Every time a new animated film is released there is always the hope that it will be another Up or How To Train Your Dragon. Unfortunately, more often than not, animation fails to live up to the hype. With Disney Pixar expectations are always high and after a ridiculously entertaining trailer Inside Out had the potential to go all the way.
PLOT: After her family move from Minnesota to San Francisco Riley’s emotions try to keep her spirits high. Joy (Amy Poehler), Sadness (Phyllis Smith), Anger (Lewis Black), Fear (Bill Hader) and Disgust (Mindy Kaling) try to keep life ticking over as normal but they find it difficult to agree on how to do this. END PLOT.
My inability to write a decent synopsis for the plot aside, the concept of Inside Out is clever and created one of the most original films I’ve seen in some time. Riley’s emotions being the main characters made the film stand out as something quite unique. The individual lands inside Riley’s mind, the thought train and labyrinth of long term memories were neat ideas that played out well for the most part and it goes without saying that the animation was gorgeous.
It was great fun to see the differing personalities of the emotions react to each situation and Inside Out really came to life when they were all on screen together. However, the emotions lacked subtlety with Sadness being fat and frumpy, Joy being skinny and beautiful, Fear being overly neurotic and Disgust being bratty but they were being played to extremes so it just about worked. Just.
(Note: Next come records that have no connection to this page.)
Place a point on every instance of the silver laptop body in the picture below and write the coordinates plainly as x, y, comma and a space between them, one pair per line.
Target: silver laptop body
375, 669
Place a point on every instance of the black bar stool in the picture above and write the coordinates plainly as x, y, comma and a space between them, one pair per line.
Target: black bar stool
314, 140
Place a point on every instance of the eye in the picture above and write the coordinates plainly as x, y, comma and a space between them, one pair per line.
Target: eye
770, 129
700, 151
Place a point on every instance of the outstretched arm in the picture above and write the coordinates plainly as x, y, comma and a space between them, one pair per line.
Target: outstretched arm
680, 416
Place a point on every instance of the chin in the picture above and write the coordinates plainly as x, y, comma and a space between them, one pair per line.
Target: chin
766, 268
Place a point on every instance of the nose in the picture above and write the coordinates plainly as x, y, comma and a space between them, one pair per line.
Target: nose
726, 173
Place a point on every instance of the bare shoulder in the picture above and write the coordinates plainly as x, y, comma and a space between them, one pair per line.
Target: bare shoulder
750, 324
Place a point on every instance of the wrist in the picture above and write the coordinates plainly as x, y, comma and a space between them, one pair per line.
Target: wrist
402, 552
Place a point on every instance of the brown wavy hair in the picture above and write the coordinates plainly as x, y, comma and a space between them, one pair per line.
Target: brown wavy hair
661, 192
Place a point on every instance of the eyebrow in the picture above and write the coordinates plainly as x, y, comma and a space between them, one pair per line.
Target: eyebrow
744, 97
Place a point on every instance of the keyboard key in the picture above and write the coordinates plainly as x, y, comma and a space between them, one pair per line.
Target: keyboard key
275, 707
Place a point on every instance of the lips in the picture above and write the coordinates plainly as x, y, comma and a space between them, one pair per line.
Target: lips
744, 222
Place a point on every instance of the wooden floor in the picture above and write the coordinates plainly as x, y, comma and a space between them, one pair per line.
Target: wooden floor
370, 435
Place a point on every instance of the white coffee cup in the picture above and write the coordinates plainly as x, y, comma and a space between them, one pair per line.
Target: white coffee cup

The themes and humour were quite adult in tone and although this suited me perfectly it meant that Bing Bong, a candyfloss elephant, was shoehorned in to appeal to the younger viewers. I appreciate that I was not the target audience for the character but from a storytelling point of view he added nothing to the film and almost took away all of my interest in it. The entire middle section moved at a snail’s pace as Joy and Sadness tried to find their way back to Headquarters with the help of Bing Bong. It made the film feel much, much longer than the 90min running time.
I. Hate. Everything. About. This. Character.
Despite the fantastic concept Inside Out fell below my expectations. I enjoyed it and I wouldn’t be surprised if I see it a second time before its run in the cinema ends but I have no love for it. It didn’t stir something in me like How To Train Your Dragon and the emotional core wasn’t in the same league as Up. Inside Out gets 6/10 – a respectable score for a Summer Season release but for Disney Pixar it is poor.